Similarly, the traction motor 64 is connected to a spur gear reduction assembly 82 through a coupling 84. The spur gear reduction assembly 82 engages a chain 86 which in turn engages a right rearward gear 88 and a right forward gear 90, which are respectively connected to wheels 14a and 14b through axles 92 and 94. As will be appreciated, the traction motor 60 is operated independently of the traction motor 64 thereby permitting the wheels 14c, 14d to operate at a different speed than wheels 14a and 14b to create the skid-steering. The electrical system of the present invention provides a simplified method of imparting different speeds to different sides of the vehicle.

A block diagram of the electrical system of the vehicle of the present invention is illustrated in FIG. 6. The battery pack 28 is the power source for the hydraulic system to run the hydraulic cylinders that move the loading arm and the bucket and is the power source to run the traction motors that drive the vehicle.

The battery pack provides power to the hydraulic motor 94 through a hydraulic system control panel.

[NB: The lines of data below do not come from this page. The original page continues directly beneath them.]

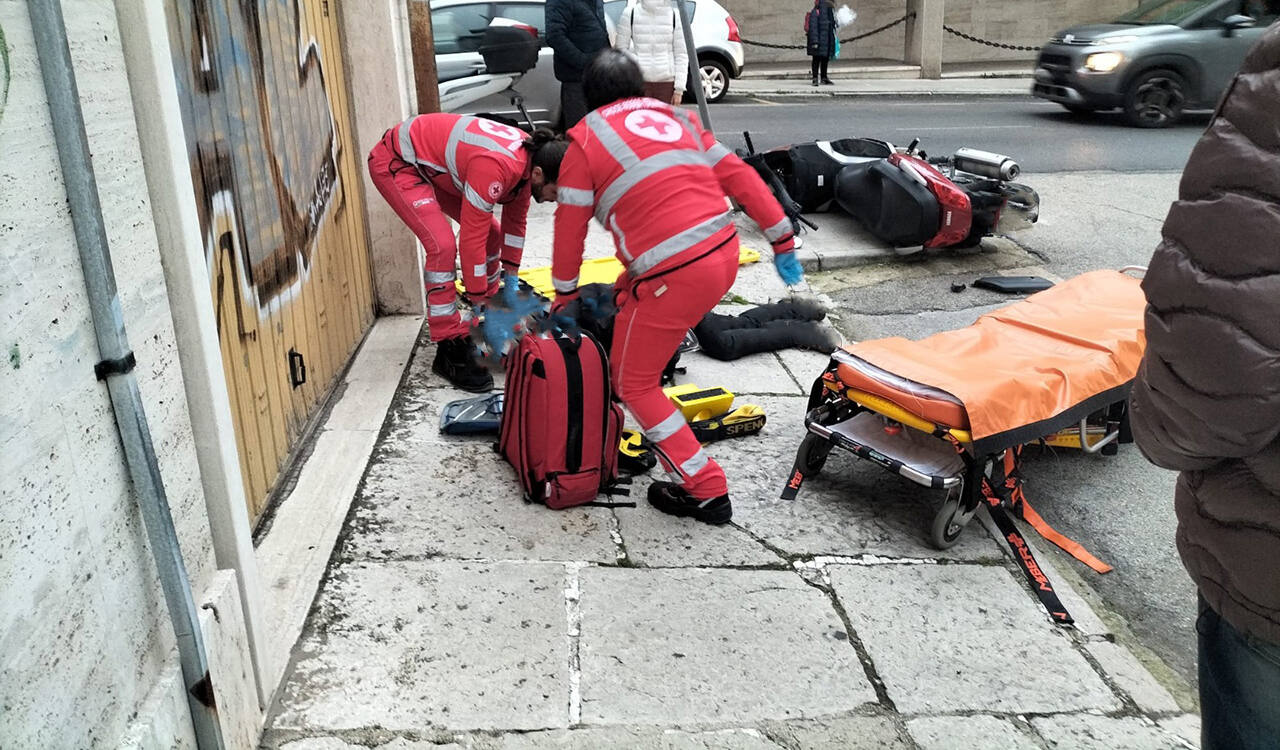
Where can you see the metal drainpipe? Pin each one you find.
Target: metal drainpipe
(695, 69)
(117, 365)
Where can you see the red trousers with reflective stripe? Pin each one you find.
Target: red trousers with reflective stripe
(426, 211)
(653, 316)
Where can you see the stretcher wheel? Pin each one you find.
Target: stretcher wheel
(813, 454)
(950, 520)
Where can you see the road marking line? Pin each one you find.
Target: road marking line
(968, 128)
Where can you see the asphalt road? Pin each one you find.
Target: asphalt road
(1119, 507)
(1038, 135)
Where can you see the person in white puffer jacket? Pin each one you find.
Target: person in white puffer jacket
(650, 31)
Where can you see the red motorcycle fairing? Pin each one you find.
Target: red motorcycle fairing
(955, 215)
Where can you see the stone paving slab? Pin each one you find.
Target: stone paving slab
(1097, 732)
(411, 645)
(685, 646)
(969, 732)
(757, 374)
(1130, 676)
(965, 638)
(462, 501)
(639, 739)
(851, 508)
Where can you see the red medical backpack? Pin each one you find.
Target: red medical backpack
(560, 422)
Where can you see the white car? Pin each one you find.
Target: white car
(457, 26)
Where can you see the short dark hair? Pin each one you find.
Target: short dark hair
(547, 150)
(612, 74)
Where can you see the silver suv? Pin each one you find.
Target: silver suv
(1155, 62)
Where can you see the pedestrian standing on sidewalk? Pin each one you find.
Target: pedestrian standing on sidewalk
(438, 167)
(652, 175)
(819, 28)
(650, 31)
(576, 32)
(1207, 398)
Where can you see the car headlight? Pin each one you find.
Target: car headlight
(1102, 62)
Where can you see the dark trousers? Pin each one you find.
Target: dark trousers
(1239, 682)
(572, 103)
(819, 67)
(760, 329)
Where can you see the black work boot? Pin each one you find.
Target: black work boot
(456, 362)
(672, 499)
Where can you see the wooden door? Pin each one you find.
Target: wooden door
(269, 136)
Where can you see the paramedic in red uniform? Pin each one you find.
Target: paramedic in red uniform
(458, 167)
(658, 182)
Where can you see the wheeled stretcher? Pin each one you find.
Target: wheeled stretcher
(952, 411)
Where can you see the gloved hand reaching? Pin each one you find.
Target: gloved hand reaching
(511, 289)
(789, 268)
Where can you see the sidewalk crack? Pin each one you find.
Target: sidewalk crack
(574, 632)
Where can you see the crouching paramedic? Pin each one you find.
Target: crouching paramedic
(658, 182)
(444, 165)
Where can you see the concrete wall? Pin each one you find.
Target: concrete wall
(1014, 22)
(373, 45)
(85, 635)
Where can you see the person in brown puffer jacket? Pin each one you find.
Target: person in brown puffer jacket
(1207, 398)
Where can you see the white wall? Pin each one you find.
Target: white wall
(1014, 22)
(83, 627)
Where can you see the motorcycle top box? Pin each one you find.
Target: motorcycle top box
(510, 49)
(809, 170)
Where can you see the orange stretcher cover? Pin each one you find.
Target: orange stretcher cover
(1029, 369)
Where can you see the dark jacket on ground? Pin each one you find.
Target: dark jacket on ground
(576, 32)
(1207, 397)
(821, 30)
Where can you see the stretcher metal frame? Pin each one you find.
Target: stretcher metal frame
(981, 476)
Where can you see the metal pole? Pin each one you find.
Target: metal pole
(117, 365)
(423, 46)
(695, 71)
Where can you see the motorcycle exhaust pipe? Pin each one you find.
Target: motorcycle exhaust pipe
(986, 164)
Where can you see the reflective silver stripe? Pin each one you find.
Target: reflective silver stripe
(407, 151)
(565, 286)
(475, 200)
(621, 238)
(696, 463)
(612, 141)
(778, 231)
(716, 154)
(575, 197)
(641, 170)
(666, 428)
(677, 243)
(689, 123)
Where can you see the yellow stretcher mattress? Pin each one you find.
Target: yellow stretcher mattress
(1022, 369)
(602, 270)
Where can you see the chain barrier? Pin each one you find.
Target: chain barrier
(853, 39)
(990, 44)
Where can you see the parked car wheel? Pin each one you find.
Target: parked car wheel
(714, 79)
(1155, 99)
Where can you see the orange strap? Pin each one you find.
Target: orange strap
(1068, 545)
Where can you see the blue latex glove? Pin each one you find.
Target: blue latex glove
(789, 268)
(511, 289)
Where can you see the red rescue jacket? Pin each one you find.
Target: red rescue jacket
(657, 181)
(484, 164)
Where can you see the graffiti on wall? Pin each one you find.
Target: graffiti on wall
(261, 141)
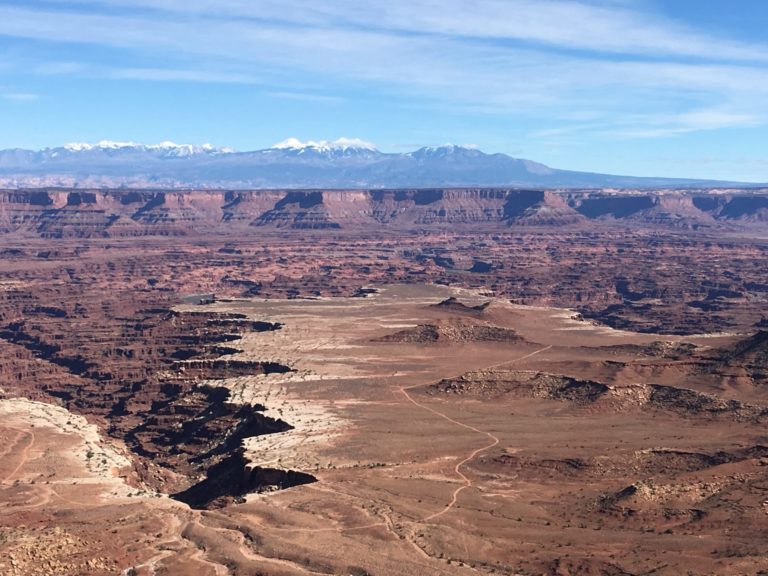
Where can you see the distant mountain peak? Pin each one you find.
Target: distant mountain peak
(341, 144)
(446, 150)
(167, 147)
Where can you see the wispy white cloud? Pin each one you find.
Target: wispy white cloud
(305, 96)
(20, 96)
(601, 67)
(615, 27)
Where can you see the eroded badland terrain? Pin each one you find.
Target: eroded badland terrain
(383, 383)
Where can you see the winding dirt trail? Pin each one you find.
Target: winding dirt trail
(494, 439)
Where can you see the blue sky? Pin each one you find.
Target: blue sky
(644, 87)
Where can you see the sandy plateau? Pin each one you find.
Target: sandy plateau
(449, 433)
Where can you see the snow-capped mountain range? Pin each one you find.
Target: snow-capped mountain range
(343, 163)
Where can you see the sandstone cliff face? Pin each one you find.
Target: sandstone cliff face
(121, 213)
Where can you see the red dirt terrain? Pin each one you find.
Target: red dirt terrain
(385, 382)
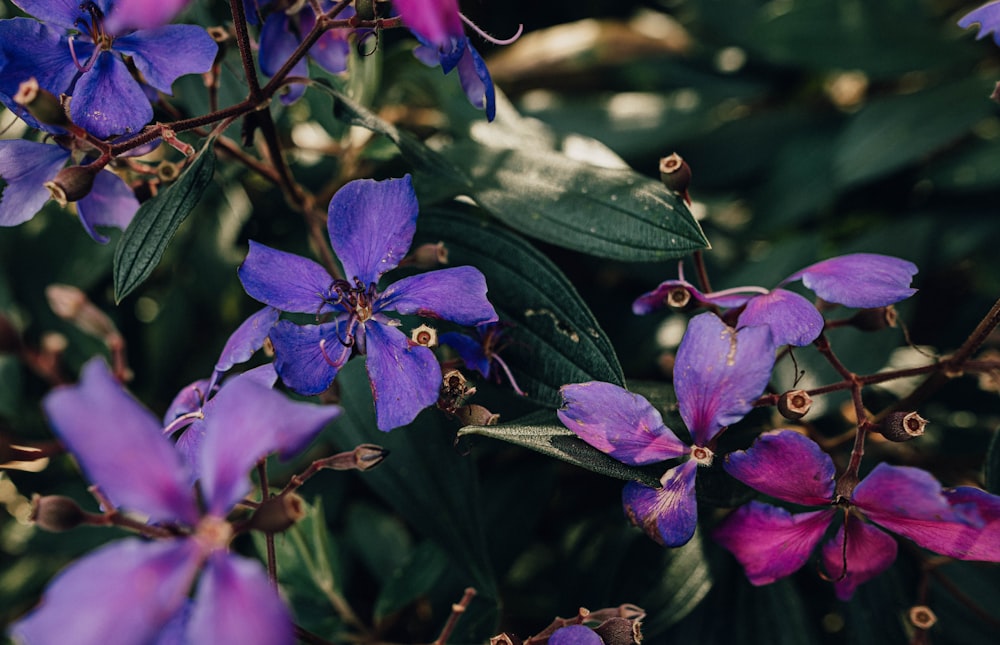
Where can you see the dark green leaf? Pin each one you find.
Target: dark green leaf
(543, 433)
(146, 238)
(555, 339)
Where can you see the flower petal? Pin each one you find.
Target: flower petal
(770, 542)
(129, 589)
(25, 166)
(792, 319)
(286, 281)
(243, 423)
(108, 101)
(669, 515)
(166, 53)
(869, 552)
(119, 446)
(618, 423)
(235, 603)
(718, 373)
(405, 377)
(861, 280)
(371, 225)
(308, 357)
(787, 466)
(457, 294)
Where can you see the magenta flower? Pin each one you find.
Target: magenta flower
(371, 225)
(130, 590)
(717, 375)
(772, 543)
(862, 280)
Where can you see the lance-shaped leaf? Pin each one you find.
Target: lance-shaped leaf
(146, 238)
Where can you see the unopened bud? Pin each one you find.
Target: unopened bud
(72, 183)
(277, 514)
(902, 426)
(56, 513)
(40, 103)
(676, 175)
(874, 319)
(794, 404)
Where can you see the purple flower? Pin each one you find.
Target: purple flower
(437, 24)
(281, 35)
(129, 590)
(863, 280)
(27, 167)
(772, 543)
(80, 49)
(988, 18)
(717, 375)
(371, 225)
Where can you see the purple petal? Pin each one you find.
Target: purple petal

Hydraulic fluid is delivered under pressure in a well known manner to the hydraulic cylinders 22 and 49.

From the battery pack 28, power is also delivered to a dual proportioning controller 98. A suitable dual proportioning controller is sold under the trademark "EV-1 SCR CONTROL" by General Electric Company. The dual proportioning controller is operated by a joy stick control 100. Power is supplied to the joy stick control 100 by a 12-volt source 102 which is preferably supplied by power from the battery pack 28 using a voltage reduction device (not shown). The joy stick control 100 provides both directional and speed control through the proportioning controller 98 such that the left traction motor is operated at a different speed than the right traction motor to steer the vehicle and such that both left and right traction motors are also operable at the same speed to move the vehicle forward and backward.

Although the present invention has been described with reference to preferred embodiments, workers skilled in the art will recognize that changes may be made in form and detail without departing from the spirit and scope of the invention.